Catholic missionaries arrived in the region in 1490. And the following year, Nzinga Nkuwu King of Kongo, was baptized under the names of Ndo Nzuawu. However, the “guardian Portuguese” will move quickly to more mundane interests such as trade in slaves, gold and ivory. The missionaries generally pay in trade and politics (3).

An embassy to Rome is still considered by the Portuguese after the erection of the Diocese of Congo May 20, 1596. But the implementation of the decision is subject to delays for those who did not want a sovereign kingdom.
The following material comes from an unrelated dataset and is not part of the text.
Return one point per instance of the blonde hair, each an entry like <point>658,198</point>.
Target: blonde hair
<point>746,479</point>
So that it never comes up after the death of the first bishop (Portuguese) of San Salvador (May 10, 1602).

Following the recommendations of the new King of Portugal Alvaro II, in addition to the provision of obedience to the pope, Kongo’s ambassador to the Vatican had to negotiate the appointment of a new Bishop in Mbanza-Kongo and “other important issues” (4 ). Realizing this mission in an article in Italian newspaper La Repubblica celebrating the 400th anniversary of Kongo’s ambassador to the Vatican, the historian Pietro Veronese said that was also included in the diplomatic missions of the Kongo, the demand for support from the Pope to end the slave trade (5).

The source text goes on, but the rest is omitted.